Abstract # 65:

Scheduled for Friday, June 20, 2008 10:15 AM-10:25 AM: Session 7 (Meeting Room 2DEF) Oral Presentation

Fractures Associated with Breeding in a Colony of SPF Cynomolgus Macaques (Macaca fascicularis)

S. Howell, A. Saucedo, K. Rivas, M. Daniel, J. Larin and J. Wagner
Mannheimer Foundation, Inc., Haman Ranch, P.O. Box 1235, Clewiston, FL 33440, USA
     The¬†purpose of this report is to consider the etiology of recent fractures in young female cynomolgus macaques in our SPF breeding colony. Subjects included four females aged 2.78 to 4.25 years of age housed in enriched outdoor social groups. Data includes medical treatment and diagnostic testing results that include radiographs, dexascans, and comparison of bone density. In addition, colony management records were reviewed to include social group compositions, prior experience, and research history. Results suggest a unique pattern of bilateral tibia/fibula fractures for these females. Bone density analyses indicated subjects were similar to their age/sex matched controls.

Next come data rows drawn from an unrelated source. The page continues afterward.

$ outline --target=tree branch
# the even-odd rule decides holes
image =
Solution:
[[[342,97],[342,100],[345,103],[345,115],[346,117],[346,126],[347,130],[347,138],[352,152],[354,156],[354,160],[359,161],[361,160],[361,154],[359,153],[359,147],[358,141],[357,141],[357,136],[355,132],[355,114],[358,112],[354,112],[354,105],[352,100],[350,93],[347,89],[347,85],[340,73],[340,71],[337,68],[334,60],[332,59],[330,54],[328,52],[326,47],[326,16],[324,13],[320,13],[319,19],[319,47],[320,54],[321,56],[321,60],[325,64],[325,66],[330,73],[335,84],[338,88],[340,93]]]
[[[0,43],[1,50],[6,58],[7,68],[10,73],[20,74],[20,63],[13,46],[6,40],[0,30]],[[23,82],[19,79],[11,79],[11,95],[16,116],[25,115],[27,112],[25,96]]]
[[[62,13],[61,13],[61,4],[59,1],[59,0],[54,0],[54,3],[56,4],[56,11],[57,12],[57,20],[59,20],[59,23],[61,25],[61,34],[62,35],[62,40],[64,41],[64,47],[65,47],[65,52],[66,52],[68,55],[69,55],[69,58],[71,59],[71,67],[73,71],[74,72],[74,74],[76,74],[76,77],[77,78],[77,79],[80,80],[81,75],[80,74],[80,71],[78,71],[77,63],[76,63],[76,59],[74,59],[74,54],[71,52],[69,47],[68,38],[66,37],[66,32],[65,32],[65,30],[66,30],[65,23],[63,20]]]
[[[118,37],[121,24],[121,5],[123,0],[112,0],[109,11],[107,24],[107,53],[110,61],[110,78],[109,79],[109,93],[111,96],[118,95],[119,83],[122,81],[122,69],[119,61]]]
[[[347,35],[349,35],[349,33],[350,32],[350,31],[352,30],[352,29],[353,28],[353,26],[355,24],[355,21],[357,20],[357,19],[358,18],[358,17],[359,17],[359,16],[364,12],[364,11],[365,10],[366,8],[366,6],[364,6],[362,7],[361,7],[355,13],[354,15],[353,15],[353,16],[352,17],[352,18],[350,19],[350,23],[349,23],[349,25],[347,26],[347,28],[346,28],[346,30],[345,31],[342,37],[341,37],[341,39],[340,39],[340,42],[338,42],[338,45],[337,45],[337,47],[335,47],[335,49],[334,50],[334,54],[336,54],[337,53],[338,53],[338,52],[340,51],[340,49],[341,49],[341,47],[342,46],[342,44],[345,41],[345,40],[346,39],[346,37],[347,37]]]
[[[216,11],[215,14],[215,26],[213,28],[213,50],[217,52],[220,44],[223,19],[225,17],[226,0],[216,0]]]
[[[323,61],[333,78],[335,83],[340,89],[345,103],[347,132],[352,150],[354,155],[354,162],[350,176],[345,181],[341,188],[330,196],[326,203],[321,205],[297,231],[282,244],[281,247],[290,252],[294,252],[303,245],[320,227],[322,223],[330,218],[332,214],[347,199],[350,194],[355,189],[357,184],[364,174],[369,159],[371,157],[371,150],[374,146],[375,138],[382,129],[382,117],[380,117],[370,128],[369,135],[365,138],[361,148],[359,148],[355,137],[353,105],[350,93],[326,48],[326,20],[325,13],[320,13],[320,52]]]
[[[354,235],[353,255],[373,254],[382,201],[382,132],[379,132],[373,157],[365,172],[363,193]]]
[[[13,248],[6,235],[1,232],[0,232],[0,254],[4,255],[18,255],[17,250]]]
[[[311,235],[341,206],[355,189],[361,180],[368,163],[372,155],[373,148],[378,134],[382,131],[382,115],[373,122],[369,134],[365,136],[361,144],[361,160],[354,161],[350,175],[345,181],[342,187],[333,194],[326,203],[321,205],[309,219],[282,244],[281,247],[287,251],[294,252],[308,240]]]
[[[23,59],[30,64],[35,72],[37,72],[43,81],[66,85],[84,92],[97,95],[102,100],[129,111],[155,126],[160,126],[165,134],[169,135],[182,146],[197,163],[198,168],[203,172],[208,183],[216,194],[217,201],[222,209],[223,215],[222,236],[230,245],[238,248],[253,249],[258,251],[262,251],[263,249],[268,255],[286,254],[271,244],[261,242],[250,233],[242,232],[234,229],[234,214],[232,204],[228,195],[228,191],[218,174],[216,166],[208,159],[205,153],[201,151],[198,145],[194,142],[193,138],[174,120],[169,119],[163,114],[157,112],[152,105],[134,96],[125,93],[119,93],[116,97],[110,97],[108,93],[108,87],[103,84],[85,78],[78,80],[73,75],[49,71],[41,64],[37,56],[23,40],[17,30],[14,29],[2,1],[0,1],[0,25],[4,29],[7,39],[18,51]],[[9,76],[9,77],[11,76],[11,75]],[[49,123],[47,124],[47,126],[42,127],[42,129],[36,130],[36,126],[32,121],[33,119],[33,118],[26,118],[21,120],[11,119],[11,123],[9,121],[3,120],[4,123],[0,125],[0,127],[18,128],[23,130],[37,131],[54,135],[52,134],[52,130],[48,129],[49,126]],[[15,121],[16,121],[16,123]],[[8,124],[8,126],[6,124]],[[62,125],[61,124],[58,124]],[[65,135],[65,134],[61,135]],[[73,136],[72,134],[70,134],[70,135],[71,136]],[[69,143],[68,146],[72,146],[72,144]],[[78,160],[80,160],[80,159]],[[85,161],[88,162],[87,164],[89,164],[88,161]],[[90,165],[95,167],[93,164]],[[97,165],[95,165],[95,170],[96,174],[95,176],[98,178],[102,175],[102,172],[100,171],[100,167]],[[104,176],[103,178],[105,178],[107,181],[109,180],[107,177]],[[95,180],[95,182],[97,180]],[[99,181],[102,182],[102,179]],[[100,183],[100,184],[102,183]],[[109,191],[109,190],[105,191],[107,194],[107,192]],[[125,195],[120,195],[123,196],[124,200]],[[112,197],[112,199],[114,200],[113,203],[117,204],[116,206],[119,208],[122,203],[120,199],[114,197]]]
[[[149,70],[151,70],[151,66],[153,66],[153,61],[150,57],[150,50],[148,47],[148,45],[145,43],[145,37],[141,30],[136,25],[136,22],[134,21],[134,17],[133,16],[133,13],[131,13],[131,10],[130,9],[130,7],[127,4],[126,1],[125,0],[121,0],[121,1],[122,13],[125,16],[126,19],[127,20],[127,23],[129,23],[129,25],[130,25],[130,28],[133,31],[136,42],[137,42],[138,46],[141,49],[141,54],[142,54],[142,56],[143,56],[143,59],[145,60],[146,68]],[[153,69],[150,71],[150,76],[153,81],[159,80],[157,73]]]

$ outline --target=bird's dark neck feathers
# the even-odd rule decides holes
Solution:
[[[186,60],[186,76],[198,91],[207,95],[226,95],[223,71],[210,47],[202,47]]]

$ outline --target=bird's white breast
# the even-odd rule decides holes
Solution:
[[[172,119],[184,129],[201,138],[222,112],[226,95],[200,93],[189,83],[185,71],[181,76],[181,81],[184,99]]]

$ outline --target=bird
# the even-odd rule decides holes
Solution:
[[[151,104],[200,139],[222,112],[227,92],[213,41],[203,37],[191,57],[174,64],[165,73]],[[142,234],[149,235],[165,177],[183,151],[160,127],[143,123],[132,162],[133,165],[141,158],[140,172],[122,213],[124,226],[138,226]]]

However, females shared several common traits. First, they all had prior biomedical research experience. Second, they were newly introduced to larger bodied male breeding partners (females:2.85 to 3.45 kg; males:6.33 to 9.81 kg). That is, the males were more than twice the weight of the females. Last, all females copulated with their new male partners. Results suggest that copulatory posture may have facilitated breakage in these relatively small females. Careful attention to females upon introduction to new social partners is suggested particularly for young females with a history of single housing in biomedical research. Slow acclimation to new social partners may help prevent lower limb fractures.